UNITED KINGDOM — In a move set to reshape the National Health Service (NHS), a landmark agreement named the Voluntary Scheme for Branded Medicines Pricing, Access, and Growth (VPAG) has been forged, promising to save a £14 billion (US$17.4 billion) over the next five years in medicine costs.

This strategic collaboration between the government, NHS England, and the Association of the British Pharmaceutical Industry (ABPI) replaces the existing medicine pricing agreement, doubling the savings for the taxpayer-funded health service.

Running until December 31, 2028, the VPAG aligns seamlessly with the Prime Minister’s agenda, emphasizing enhanced treatment, workforce expansion, and reduced waiting lists.

Medicines, constituting the second-highest proportion of NHS spending at £19.2 billion (US$24.1 billion) in England in 2022/23, are subject to a fresh approach under the VPAG, featuring a yearly cap on the total sales value of branded medicines. Sales surpassing the cap trigger a levy, ensuring fiscal responsibility.

The agreement introduces an annual growth rate doubling from 2% in 2024 to 4% by 2027 for sales of branded medicines.

Crucially, an innovative affordability mechanism for older medicines is instated, requiring a top-up rate of up to 25%. This mechanism supports lower payment rates for more innovative medicines, positioning the VPAG as explicitly pro-innovation and pro-competition.

Health and Social Care Secretary Victoria Atkins lauded the broad benefits of the agreement, emphasizing millions of NHS patients set to gain from substantial savings, rapid access to life-saving medicines, and an infusion of hundreds of millions into research, clinical trials, and manufacturing.

Chancellor of the Exchequer Jeremy Hunt echoed this sentiment, hailing the deal as a landmark agreement ensuring patient access to the best medicines and treatments.

Effective in 2024, the VPAG includes a £400 million (US$501.2 million) investment over five years through the Life Sciences Investment Programme.

This investment aligns with the government’s commitment to allocate £520 million (US$651.6 million) for life sciences manufacturing.

For over 65 years, the government and the pharmaceutical industry have collaborated to manage medicine affordability, ensuring rapid access to new treatments and supporting the UK’s life sciences sector.

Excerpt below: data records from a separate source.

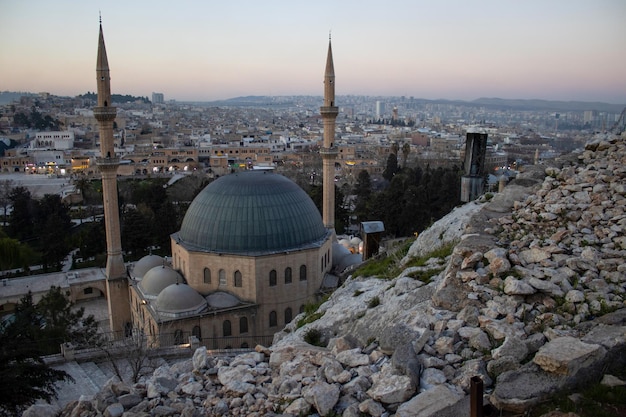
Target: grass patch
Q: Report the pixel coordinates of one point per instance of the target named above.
(425, 276)
(310, 312)
(389, 267)
(374, 302)
(441, 252)
(314, 337)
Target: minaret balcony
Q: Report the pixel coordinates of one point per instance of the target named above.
(104, 113)
(329, 110)
(332, 151)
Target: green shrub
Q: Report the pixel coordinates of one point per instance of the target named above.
(314, 337)
(374, 302)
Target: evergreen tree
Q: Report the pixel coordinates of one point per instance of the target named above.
(21, 217)
(391, 168)
(53, 223)
(33, 331)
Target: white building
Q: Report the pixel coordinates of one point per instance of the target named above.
(53, 140)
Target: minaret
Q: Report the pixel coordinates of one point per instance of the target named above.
(329, 152)
(116, 280)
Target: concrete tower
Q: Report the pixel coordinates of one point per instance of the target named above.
(116, 279)
(329, 152)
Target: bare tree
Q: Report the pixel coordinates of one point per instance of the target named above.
(5, 190)
(406, 150)
(130, 357)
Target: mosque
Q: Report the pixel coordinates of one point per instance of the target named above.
(252, 250)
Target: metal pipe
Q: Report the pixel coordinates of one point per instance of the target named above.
(476, 397)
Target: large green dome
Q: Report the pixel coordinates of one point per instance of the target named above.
(251, 212)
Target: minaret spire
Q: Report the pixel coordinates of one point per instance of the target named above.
(328, 151)
(116, 280)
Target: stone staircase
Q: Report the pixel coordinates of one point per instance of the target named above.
(88, 379)
(91, 376)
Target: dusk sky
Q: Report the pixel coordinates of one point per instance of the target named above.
(209, 50)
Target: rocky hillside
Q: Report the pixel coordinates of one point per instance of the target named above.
(530, 299)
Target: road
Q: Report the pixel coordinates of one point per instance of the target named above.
(38, 184)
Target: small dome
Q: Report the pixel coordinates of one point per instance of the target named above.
(145, 264)
(179, 299)
(251, 212)
(222, 299)
(157, 279)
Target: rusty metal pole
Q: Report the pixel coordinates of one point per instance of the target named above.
(476, 397)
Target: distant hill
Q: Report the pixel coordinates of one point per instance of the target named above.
(8, 97)
(496, 103)
(549, 105)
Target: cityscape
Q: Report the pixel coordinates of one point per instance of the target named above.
(140, 231)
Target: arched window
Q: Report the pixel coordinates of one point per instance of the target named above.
(226, 329)
(243, 325)
(302, 272)
(288, 315)
(197, 332)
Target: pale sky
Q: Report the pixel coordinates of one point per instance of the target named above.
(216, 49)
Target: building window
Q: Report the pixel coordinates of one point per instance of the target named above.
(226, 328)
(197, 332)
(178, 337)
(302, 272)
(243, 325)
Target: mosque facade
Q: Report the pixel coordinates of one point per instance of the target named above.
(252, 250)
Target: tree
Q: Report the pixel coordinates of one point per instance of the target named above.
(406, 150)
(53, 223)
(21, 217)
(392, 167)
(395, 147)
(5, 192)
(37, 330)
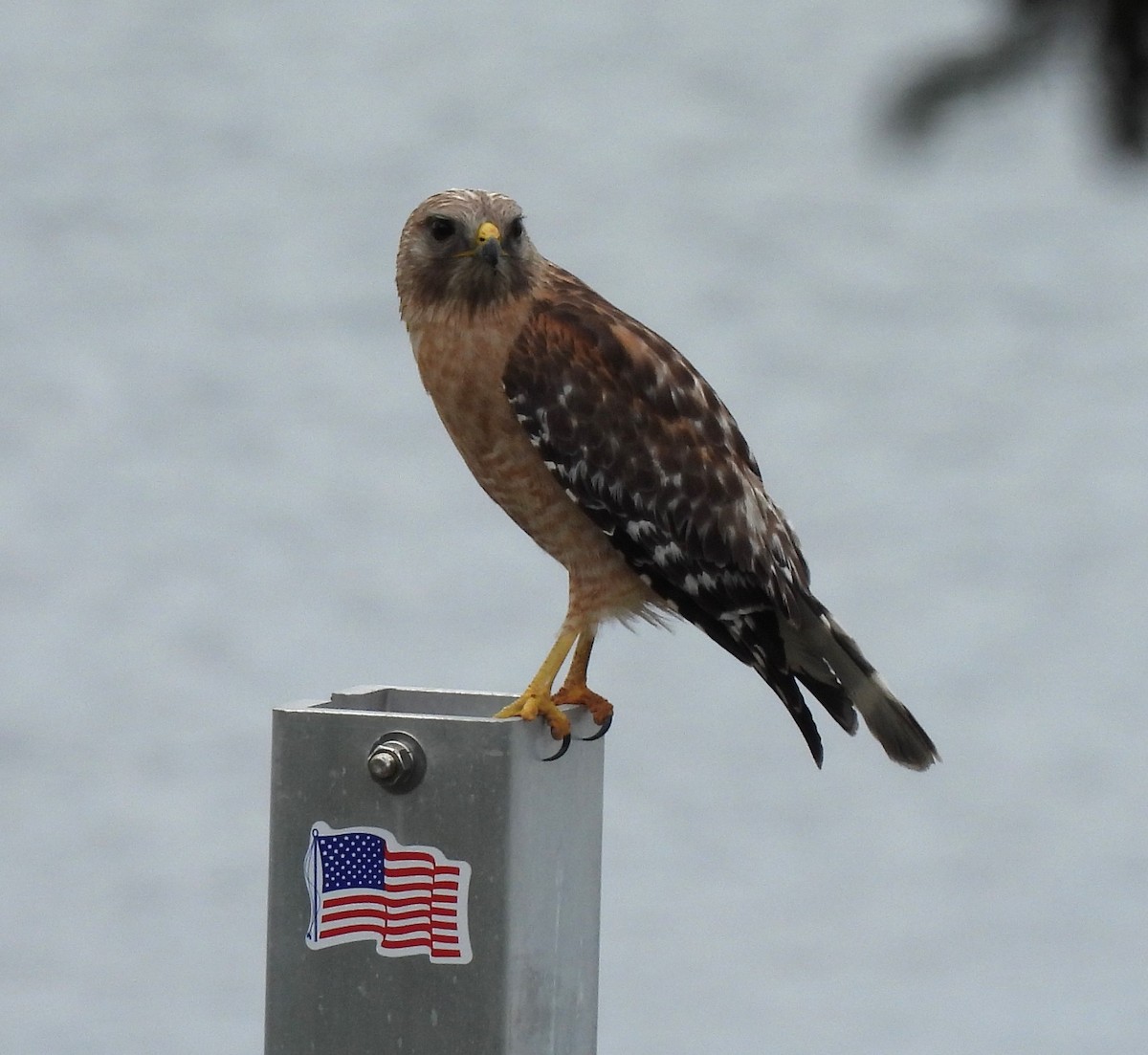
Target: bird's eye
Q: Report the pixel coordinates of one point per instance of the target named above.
(440, 228)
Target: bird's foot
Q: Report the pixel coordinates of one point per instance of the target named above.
(601, 710)
(535, 704)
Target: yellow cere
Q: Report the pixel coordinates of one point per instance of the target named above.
(487, 231)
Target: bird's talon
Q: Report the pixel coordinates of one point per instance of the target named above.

As part of the VPAG, the pharmaceutical industry will invest £400 million (US$499 million) over five years to drive forward UK innovation, including improving the clinical trial capacity of the NHS, boosting manufacturing, and working on innovative health technology assessments.

The latter comprises new approaches to paying for ground-breaking advanced therapy medicinal products (ATMPs), such as personalized cancer therapies and one-time gene therapies.

Building on the NHS’s commercial capabilities, this approach aligns with the NHS’s track record of securing cutting-edge treatments and implementing innovative medicines access and uptake programs.

The VPAG, building on the achievements of the current voluntary scheme for branded medicines pricing and access (VPAS) agreement, reflects the ongoing commitment to tackling health challenges.

Richard Torbett, Chief Executive at the ABPI, acknowledged the toughness of the deal but emphasized its essential role in addressing future health challenges.

Despite restrictions, the industry supports the agreement for its role in supporting patients and the NHS, providing access to transformative treatments.

The deal includes commitments to establish a data-driven approach to medicine use, ensuring timely access to the latest medicines.

Initiatives like the Local Formulary National Minimum Dataset aim to reduce health inequalities by addressing variations in the implementation of NICE guidance.

Additionally, the agreement details plans for a new Patient Support Programme (PSP) database to encourage local NHS services to partner with manufacturers and promote novel approaches to patient support post-treatment.

Earlier this year, both AbbVie and Eli Lilly withdrew from the VPAS scheme, citing increasing revenue clawbacks, with levy rates of nearly 27%.

At the time, Laura Steele, Eli Lilly’s general manager for Northern Europe, said that “the current scheme has harmed innovation, with costs spiralling out of control, and the UK falling behind other major countries to be left as a global outlier.